In brief, for classical liberalism, the human world consisted of self-contained individual atoms with certain built-in passions and drives, each seeking above all to maximize his satisfactions and minimze his…

In brief, for classical liberalism, the human world consisted of self-contained individual atoms with certain built-in passions and drives, each seeking above all to maximize his satisfactions and minimze his dissatisfactions, equal in this to all others, and 'naturally' recognizing no limits or rights of interference with his urges. In other words, each man was 'naturally' possessed of life, liberty and the pursit of happiness, as the American Declaration of Independence put it, though the most logical liberal thinkers preferred not to put this in the language of 'natural rights'. In the course of pursuing this self-interest, each individual in this anarchy of equal competitors, found it advantageous or unavoidable to enter into certain relations with other individuals, and this complex of useful arrangements–which were often expressed in the frankly commercial terminology of 'contract'–constituted society and social or poltical groups. Of course such arrangements and associations implied some diminution of man's naturally unlimited liberty to do what he liked, one of the tasks of politics being to reduce such interference to the practicable minimum. . . . Social aims were therefore the arithmetical sum of individual aims. (Eric Hobsbawm, The Age of Revolution, p. 235-36)

When seen in this stark description of its primitiveness, I don't think it's hard to understand why not only reactionaries have resisted the the spirit of the new age. Hobbes through Bentham and the whole tradition of classical economics and Neoliberal politics and political economy accepts this narrative or variations of it as the most accurate description of the human condition. From a Christian perspective it is a description of Hell, a nightmare world to be saved from. 

While a good part of me is revolted by the spirit of Liberalism, there's another part of me that accepts it as the inevitable–a kind of Noah's flood to wash away the inequities and corruptions of an ancien regime that lived past its usefulness. It would have been nice if another way could have been found, but humans being who they are, that was never likely.
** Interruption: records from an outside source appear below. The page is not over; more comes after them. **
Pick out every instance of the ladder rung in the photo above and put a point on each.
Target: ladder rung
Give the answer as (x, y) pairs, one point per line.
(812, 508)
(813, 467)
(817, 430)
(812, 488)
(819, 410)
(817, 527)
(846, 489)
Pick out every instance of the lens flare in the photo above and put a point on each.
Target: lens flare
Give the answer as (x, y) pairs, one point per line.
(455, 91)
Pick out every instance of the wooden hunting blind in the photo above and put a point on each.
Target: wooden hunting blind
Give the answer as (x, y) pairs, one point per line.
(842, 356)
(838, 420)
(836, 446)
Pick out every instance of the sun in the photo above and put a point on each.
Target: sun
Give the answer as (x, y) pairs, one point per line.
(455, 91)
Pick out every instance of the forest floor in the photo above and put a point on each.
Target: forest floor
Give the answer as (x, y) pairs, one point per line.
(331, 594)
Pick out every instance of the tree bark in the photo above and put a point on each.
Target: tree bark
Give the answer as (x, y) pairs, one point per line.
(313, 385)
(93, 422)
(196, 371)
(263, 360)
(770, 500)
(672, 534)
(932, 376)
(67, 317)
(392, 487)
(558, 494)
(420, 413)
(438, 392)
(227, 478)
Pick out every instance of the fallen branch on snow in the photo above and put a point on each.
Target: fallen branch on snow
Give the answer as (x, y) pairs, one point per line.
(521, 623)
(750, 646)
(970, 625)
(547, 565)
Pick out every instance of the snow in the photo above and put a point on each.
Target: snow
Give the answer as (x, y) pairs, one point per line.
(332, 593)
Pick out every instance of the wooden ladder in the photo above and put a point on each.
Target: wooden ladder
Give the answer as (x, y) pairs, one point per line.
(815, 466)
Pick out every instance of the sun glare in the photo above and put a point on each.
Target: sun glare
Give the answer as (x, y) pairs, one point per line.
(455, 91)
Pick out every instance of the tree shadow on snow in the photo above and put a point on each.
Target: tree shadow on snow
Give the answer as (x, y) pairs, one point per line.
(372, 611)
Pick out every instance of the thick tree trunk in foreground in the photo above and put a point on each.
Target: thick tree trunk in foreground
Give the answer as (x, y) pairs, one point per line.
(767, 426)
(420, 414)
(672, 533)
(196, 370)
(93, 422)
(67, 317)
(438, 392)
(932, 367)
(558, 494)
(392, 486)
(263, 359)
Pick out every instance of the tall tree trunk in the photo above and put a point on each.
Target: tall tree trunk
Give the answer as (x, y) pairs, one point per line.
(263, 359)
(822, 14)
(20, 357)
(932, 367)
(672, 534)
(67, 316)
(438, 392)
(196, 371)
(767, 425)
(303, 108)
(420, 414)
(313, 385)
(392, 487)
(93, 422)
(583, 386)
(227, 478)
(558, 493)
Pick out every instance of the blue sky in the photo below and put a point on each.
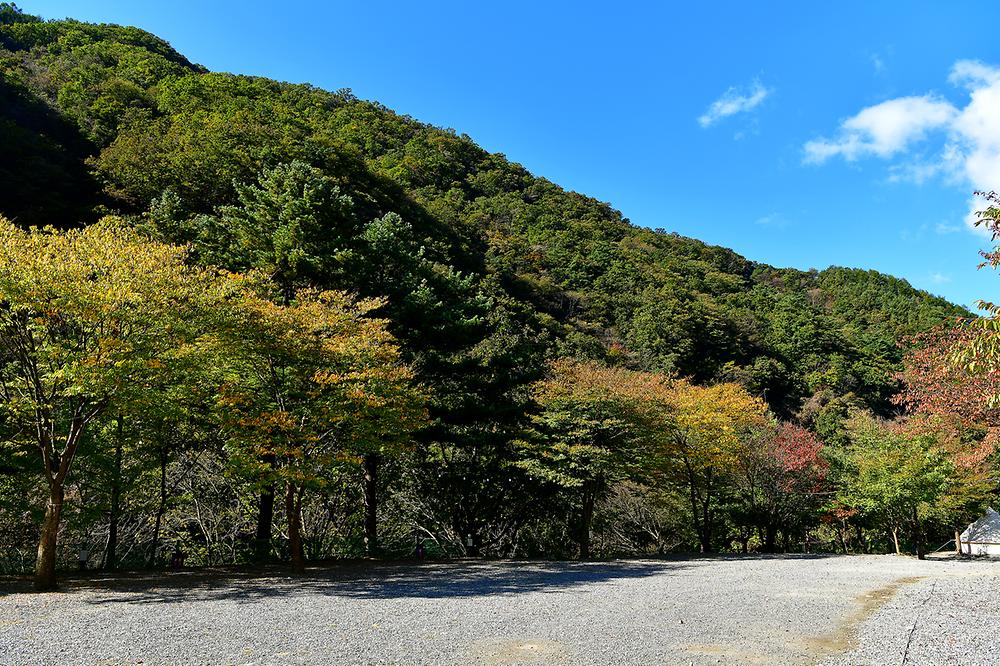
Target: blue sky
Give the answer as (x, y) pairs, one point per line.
(798, 134)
If modernity can be likened to a flood, we can acknowledge its cleansing and fertilizing 'utility', but it does not have within it the resources for constructing something new. That something new will arise–I am certain of it–but it will come from Logos bearers and people who carry seeds of things that grew before the flood worth preserving and cultivating in a brave new, no-longer-modern, that is, no-longer-flooded world. The flood waters have not quite receded, but when they do, it will be time for planting.